Ein Interview mit Dr. Barbara Detering-Hübner, Ärztin beim Gesundheitsamt

Hallo Bärbel, vielen Dank, dass du nach sechs Stunden Präventionsarbeit am Max-Planck-Gymnasium noch Zeit und Kraft hast, mit mir dieses Gespräch zu führen. Am 1. Dezember ist wie jedes Jahr Welt-AIDS-Tag und da wollte ich mit dir darüber reden, wodurch sich die Situation in Trier bezüglich AIDS und HIV auszeichnet.
Vertreter des regionales AIDS-Beirates am 30. November 2002 auf dem Trierer Hauptmarkt
Red Ribbon, Zeichen der Solidarität mit HIV-Positiven in aller WeltIch komme gern, auch wenn ich sagen muss, dass so ein Vormittag in einer Schule doch eine sehr anstrengende Sache ist. Der regionale AIDS-Beirat hatte beschlossen, sich noch einmal verstärkt den Schulen der Region zu widmen. Das Echo war erfreulich groß. Zwar gibt es immer auch Schulen, die die Notwendigkeit und Dringlichkeit von AIDS-Prävention offenbar konsequent ignorieren, aber viele Schulen haben uns, also den regionalen AIDS-Beirat Trier, eingeladen. Diese Präventionsveranstaltungen führe ich gerne durch, aber ebenso lieb ist mir die Arbeit im Gesundheitsamt, wo die Leute zu mir kommen, um einen AIDS-Test zu machen. Da entwickeln sich doch sehr häufig intensive Beratungsgespräche.
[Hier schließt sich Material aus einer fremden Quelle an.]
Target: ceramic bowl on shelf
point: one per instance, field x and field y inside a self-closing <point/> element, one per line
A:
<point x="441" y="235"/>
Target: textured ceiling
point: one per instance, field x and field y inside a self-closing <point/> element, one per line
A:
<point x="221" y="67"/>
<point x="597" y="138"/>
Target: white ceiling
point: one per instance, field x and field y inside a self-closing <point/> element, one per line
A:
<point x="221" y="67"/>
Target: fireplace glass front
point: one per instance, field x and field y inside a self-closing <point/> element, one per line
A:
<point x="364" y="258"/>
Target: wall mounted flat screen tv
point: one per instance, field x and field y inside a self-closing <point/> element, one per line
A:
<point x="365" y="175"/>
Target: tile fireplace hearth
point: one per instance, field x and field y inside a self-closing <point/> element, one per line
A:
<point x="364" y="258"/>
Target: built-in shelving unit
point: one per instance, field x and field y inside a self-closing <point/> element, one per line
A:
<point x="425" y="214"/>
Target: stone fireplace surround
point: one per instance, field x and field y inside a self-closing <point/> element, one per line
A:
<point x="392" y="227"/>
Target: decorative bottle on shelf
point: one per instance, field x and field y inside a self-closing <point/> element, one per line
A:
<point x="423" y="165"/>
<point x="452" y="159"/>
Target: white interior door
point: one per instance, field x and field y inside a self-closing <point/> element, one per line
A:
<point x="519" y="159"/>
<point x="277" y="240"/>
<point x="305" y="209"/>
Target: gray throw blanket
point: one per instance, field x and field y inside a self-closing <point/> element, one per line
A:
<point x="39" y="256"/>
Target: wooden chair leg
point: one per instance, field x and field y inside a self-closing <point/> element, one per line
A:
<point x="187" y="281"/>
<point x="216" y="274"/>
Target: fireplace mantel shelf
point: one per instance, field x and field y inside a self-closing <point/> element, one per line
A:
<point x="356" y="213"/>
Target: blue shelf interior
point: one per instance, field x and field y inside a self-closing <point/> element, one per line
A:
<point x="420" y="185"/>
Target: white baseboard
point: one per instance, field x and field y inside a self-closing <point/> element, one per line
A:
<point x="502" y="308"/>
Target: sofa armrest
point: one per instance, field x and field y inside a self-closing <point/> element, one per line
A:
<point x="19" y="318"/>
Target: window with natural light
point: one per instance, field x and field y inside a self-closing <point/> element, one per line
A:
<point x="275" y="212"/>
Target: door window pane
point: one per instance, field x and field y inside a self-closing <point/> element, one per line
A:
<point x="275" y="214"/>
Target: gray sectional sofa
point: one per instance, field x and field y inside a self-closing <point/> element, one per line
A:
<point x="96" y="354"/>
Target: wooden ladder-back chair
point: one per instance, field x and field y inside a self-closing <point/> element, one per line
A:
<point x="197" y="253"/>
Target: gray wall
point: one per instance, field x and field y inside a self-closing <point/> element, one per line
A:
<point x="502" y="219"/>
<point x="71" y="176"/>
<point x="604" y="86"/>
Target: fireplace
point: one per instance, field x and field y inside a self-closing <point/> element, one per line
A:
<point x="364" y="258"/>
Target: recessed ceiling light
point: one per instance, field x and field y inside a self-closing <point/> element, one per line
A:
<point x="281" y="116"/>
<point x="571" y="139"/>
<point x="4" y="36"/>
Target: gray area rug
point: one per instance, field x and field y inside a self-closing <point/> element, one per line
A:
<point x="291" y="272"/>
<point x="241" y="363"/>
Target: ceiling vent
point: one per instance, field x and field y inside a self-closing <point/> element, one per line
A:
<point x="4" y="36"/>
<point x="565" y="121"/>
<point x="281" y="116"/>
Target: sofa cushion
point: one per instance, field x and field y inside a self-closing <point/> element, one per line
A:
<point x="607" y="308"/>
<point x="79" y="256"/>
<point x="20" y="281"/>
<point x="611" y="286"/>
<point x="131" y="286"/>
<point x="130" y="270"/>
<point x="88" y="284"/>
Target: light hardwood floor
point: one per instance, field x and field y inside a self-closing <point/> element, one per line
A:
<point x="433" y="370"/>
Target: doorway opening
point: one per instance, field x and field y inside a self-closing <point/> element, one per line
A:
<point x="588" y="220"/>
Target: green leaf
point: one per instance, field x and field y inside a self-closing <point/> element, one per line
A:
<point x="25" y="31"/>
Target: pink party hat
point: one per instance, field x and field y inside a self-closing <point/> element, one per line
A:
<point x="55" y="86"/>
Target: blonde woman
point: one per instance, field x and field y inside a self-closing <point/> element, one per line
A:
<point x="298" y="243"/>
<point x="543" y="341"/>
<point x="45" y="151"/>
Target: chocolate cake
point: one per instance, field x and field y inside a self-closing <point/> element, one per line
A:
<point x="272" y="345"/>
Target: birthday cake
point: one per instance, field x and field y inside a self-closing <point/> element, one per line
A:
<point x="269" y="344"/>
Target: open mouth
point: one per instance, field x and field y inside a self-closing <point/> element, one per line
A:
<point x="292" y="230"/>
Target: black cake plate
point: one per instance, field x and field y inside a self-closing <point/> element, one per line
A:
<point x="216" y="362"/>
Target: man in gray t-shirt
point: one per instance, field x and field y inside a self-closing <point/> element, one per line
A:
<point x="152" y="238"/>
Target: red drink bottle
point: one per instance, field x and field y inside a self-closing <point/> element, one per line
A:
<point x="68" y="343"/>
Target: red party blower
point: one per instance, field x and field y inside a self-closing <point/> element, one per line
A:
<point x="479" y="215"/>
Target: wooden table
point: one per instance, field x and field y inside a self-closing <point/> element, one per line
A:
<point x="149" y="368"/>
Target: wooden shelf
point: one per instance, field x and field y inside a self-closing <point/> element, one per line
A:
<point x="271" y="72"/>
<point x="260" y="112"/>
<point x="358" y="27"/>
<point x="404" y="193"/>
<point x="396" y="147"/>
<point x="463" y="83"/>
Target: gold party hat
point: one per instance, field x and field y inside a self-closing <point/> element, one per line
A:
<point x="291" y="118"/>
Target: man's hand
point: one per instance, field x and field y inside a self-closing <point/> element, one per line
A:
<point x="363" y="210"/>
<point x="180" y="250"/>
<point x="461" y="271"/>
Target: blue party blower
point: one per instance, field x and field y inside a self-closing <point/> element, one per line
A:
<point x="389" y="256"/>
Kommt dies denn häufig vor?
Sehr regelmäßig. Mindestens zwei, drei Mal die Woche. Ich versuche, Gesprächsbereitschaft zu signalisieren, Interesse zu bekunden, ohne die Leute aushorchen zu wollen. Und da entwickelt sich meistens sehr schnell ein gutes Gespräch.
Man hört immer wieder davon, dass Versicherungen oder Arbeitgeber die Menschen zu einem AIDS-Test auffordern?
Das ist gar nicht mehr so oft, das war schon mal viel häufiger. In der Regel kommen die Leute aus einem konkreten persönlichen Anlass: Sie haben sich vorgenommen, nur mit Kondom mit einem anderen Menschen zu schlafen, es kommt dann doch anders und hinterher kommt die Angst, man könnte sich angesteckt haben. Das gilt übrigens gleich für homo oder hetero. Oder es sind Paare, die sich vornehmen, sexuelle Treue zu praktizieren und, bevor sie ungeschützt miteinander schlafen, machen sie beide den Test. Es ist auch schon vorgekommen, dass jemand mit den Symptomen einer akuten HIV-Infektion zur Beratung kam. Der Test bringt dann noch nichts, da das Imunsystem noch keine Antikörper bildet, bzw. gerade dabei ist, dies zu tun. So jemand geht dann zur HIV-Ambulanz beim Brüderkrankenhaus oder zu Frau Dr. Grundheber, wo er dann gleich mit Kombinationstherapie behandelt wird. Es kann in solchen Fällen nicht völlig verhindert werden, dass sich Antikörper bildeten, aber gegenüber solchen, die jahrelang die Infektion mit sich herumtragen, hat er einen Riesenvorteil.
Das bringt mich auf die Frage: Was passiert eigentlich, wenn einer ein positives Testergebnis bekommt?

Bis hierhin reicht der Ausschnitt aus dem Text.